Un site français se demandait l’autre jour «Pourquoi aucun pays arabe n’a (encore) gagné la Coupe du monde de foot?» On pourrait répondre d’instinct: parce que le monde arabe n’existe pas ou parce que les Arabes sont encore sous le coup de la Nekba de juin 1967. Vous me diriez «quel rapport entre le football et la guerre des Six Jours contre Israël ?» Le football ne peut être isolé de l’ensemble des composants du moral et de la mémoire des peuples. Or, qu’on le veuille ou non, les peuples arabes ont été humiliés et ont accusé le coup dans le silence et la résignation.
Depuis, Israël ne cesse de développer des colonies, d’occuper des territoires appartenant aux Palestiniens, et face à cet Etat, une grande division et un manque cruel de fierté. Cela pèse sur les mentalités de manière inconsciente.
La Nekba a traversé plusieurs générations et a fait son travail consolidant une forme subtile et efficace d’humiliation. Ce n’est pas parce que les pays arabes ont été humiliés que leurs sportifs ne réussissent pas à dépasser un certain seuil. Ainsi depuis 1978, seules trois équipes ont réussi à franchir la phase des poules: le Maroc en 1986, l’Arabie Saoudite en 1994 et l’Algérie en 2014.
Le problème est plus profond. Car le football est un sport où il faut être préparé depuis plusieurs décennies. C’est un jeu collectif. Un coureur des cent mètres pourrait réussir et battre le record du monde s’il s’est entraîné de manière scientifique, constante et déterminée. Il est seul face au défi, seul responsable de sa performance. Mais quand vous avez onze joueurs, il faut qu’ils forment une équipe, c’est-à-dire un tout qui se complète et qui fonctionne comme un seul homme. Pour atteindre cette complicité, cette union absolue et sans faille, il faut du temps, de l’entraînement permanent, de l’habitude, de l’exigence et beaucoup de rigueur. Il faut aussi une grande volonté et des moyens.
Ce n’est pas parce que les Marocains aiment le foot qu’ils sont capables de produire une équipe forte et sans reproche. Le fait que la candidature du Maroc pour l’organisation du Mondial de 2026 ait été combattue par des «frères» a d’une façon ou d’une autre miné le moral des joueurs.
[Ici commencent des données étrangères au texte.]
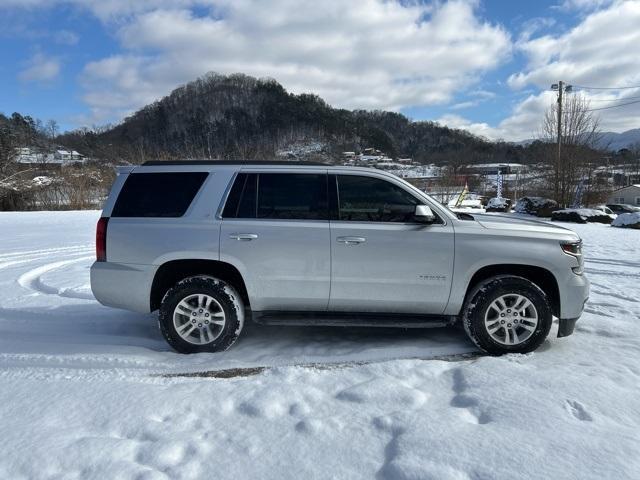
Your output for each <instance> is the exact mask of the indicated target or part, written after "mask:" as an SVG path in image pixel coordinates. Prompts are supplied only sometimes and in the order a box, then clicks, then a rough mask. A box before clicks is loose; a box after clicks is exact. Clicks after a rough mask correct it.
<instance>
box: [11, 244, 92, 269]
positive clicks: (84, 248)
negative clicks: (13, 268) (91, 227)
mask: <svg viewBox="0 0 640 480" xmlns="http://www.w3.org/2000/svg"><path fill="white" fill-rule="evenodd" d="M90 251H91V248H89V246H87V245H82V246H76V247H62V248H50V249H45V250H30V251H25V252H13V253H7V254H4V255H1V254H0V270H4V269H6V268H10V267H13V266H16V265H22V264H24V263H30V262H36V261H38V260H42V259H45V258H48V257H50V256H57V254H60V253H67V252H69V253H75V254H80V253H89V252H90Z"/></svg>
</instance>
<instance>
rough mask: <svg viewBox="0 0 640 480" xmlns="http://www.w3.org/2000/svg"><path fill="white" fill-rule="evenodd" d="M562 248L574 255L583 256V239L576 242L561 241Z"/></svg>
mask: <svg viewBox="0 0 640 480" xmlns="http://www.w3.org/2000/svg"><path fill="white" fill-rule="evenodd" d="M560 248H562V251H563V252H564V253H566V254H567V255H572V256H574V257H581V256H582V240H578V241H575V242H560Z"/></svg>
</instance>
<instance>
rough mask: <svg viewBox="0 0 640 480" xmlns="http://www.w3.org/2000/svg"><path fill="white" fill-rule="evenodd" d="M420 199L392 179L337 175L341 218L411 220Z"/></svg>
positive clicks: (348, 218) (343, 219)
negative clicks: (384, 178)
mask: <svg viewBox="0 0 640 480" xmlns="http://www.w3.org/2000/svg"><path fill="white" fill-rule="evenodd" d="M419 204H420V201H419V200H418V199H416V198H415V197H414V196H413V195H411V194H410V193H409V192H407V191H406V190H404V189H402V188H400V187H398V186H397V185H394V184H392V183H390V182H387V181H385V180H382V179H379V178H373V177H360V176H356V175H339V176H338V210H339V219H340V220H347V221H352V222H353V221H355V222H402V223H407V222H412V221H413V220H414V214H415V208H416V205H419Z"/></svg>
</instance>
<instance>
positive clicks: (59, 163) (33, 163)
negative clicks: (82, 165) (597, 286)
mask: <svg viewBox="0 0 640 480" xmlns="http://www.w3.org/2000/svg"><path fill="white" fill-rule="evenodd" d="M15 152H16V155H15V161H16V162H17V163H22V164H25V165H31V166H38V167H43V166H50V165H66V164H69V163H77V162H83V161H85V160H86V157H85V156H84V155H82V154H81V153H78V152H76V151H75V150H56V151H55V152H53V153H50V152H43V151H41V150H40V149H38V148H34V147H20V148H16V149H15Z"/></svg>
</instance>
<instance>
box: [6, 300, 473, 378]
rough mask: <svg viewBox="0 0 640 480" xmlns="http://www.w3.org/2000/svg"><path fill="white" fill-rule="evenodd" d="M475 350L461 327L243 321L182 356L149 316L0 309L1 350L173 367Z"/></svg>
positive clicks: (92, 302) (10, 351) (217, 367)
mask: <svg viewBox="0 0 640 480" xmlns="http://www.w3.org/2000/svg"><path fill="white" fill-rule="evenodd" d="M476 351H477V349H476V348H475V346H474V345H473V344H472V343H471V342H470V341H469V340H468V339H467V337H466V335H465V334H464V332H463V331H462V330H460V329H457V328H451V327H449V328H429V329H395V328H364V327H358V328H355V327H300V326H291V327H287V326H265V325H257V324H254V323H253V322H247V324H246V325H245V328H244V330H243V332H242V335H241V336H240V339H239V340H238V342H237V343H236V344H235V345H234V346H232V347H231V348H230V349H229V350H228V351H226V352H220V353H202V354H195V355H190V356H189V357H190V359H189V360H188V361H187V359H186V356H183V355H179V354H176V353H174V352H173V351H171V349H170V347H169V346H168V345H167V343H166V342H165V341H164V339H163V338H162V335H161V334H160V331H159V329H158V326H157V316H156V315H155V314H136V313H130V312H126V311H123V310H117V309H111V308H107V307H103V306H102V305H99V304H98V303H94V302H90V303H83V304H74V305H59V306H55V307H37V308H36V307H24V308H3V307H0V355H2V354H47V355H69V354H85V355H91V354H100V355H104V354H111V355H114V356H126V355H140V354H144V352H148V353H149V354H152V355H153V356H154V357H156V356H158V355H159V356H160V358H165V359H166V360H169V361H170V363H174V364H175V363H177V364H181V365H185V362H186V363H188V364H193V365H194V366H195V365H196V364H197V365H198V368H202V367H207V366H208V367H214V368H218V367H220V368H227V367H228V368H232V367H235V366H237V365H241V366H243V367H246V366H251V365H261V366H264V365H267V366H272V365H291V364H308V363H326V362H345V361H346V362H354V361H377V360H384V359H396V358H431V357H434V358H435V357H439V356H448V355H459V354H465V353H471V352H476ZM179 358H182V359H183V360H179ZM156 359H157V358H156ZM176 366H177V365H176Z"/></svg>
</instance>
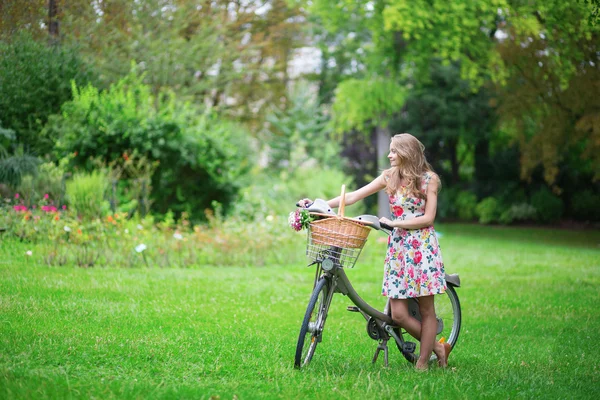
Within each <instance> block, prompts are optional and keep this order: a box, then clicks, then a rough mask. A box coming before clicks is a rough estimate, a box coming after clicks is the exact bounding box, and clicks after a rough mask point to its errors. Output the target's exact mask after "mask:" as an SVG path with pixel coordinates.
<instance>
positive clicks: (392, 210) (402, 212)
mask: <svg viewBox="0 0 600 400" xmlns="http://www.w3.org/2000/svg"><path fill="white" fill-rule="evenodd" d="M392 212H393V214H394V216H396V217H401V216H402V214H404V209H403V208H402V207H398V206H392Z"/></svg>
On pourrait le dire autrement: si le Maroc avait été choisi pour 2026, peut-être que son équipe aurait été au-delà des huitièmes de finale. Certes, les Lions ont été formidables. Le match du 25 juin contre l’Espagne a été une belle réussite. Tout le monde le reconnaît, mais il leur a manqué quelque chose de difficile à esquisser. Ils ont fait beaucoup de progrès depuis que le Maroc a décidé d’avoir une politique de compétition internationale. Mais pour consolider et bien préparer cet esprit, il aurait fallu travailler sérieusement et longtemps les équipes locales.
L’esprit foot ne s’attrape pas par hasard en se promenant dans les champs. Cet esprit est aussi fondamental que les capacités physiques. Il est plus facile d’entraîner des joueurs à la résistance corporelle qu’à leur insuffler cet esprit qui fait qu’une équipe joue un ballet sur le terrain, une sorte de grâce soutenue par un fort sentiment d’appartenance. Des joueurs marocains engagés dans des équipes étrangères importantes (la Juventus, Real Madrid, Ajax Amsterdam, etc.) donnent le meilleur d’eux-mêmes avec un naturel déconcertant. On dirait qu’ailleurs ils ont plus facilement trouvé les moyens de s’intégrer à un jeu collectif qu’une fois réunis dans l’équipe nationale. Ce n’est pas de leur faute. Le pays n’est pas seulement un stade, c’est aussi une mémoire et un patrimoine.
L’Egypte, fière de Mohamed Salah, un des meilleurs joueurs du monde en ce moment, n’a pas non plus réussi à dépasser un seuil. Les quatre équipes présentes cette année, ont toutes de grands joueurs. Mais aucune n’a cette force intérieure, cette puissance spirituelle qui accompagne la force physique et donne au jeu la splendeur qu’on constate chez d’autres équipes connues pour être parmi les meilleures du monde. L’équipe marocaine de cette année n’a pas démérité, elle a été bien classée par les observateurs; elle est sur le bon chemin, le bon rythme… La prochaine fois, si elle persévère dans sa cohésion et sa rigueur, elle aura plus que de la chance, elle aura trouvé l’esprit qui mène vers la victoire.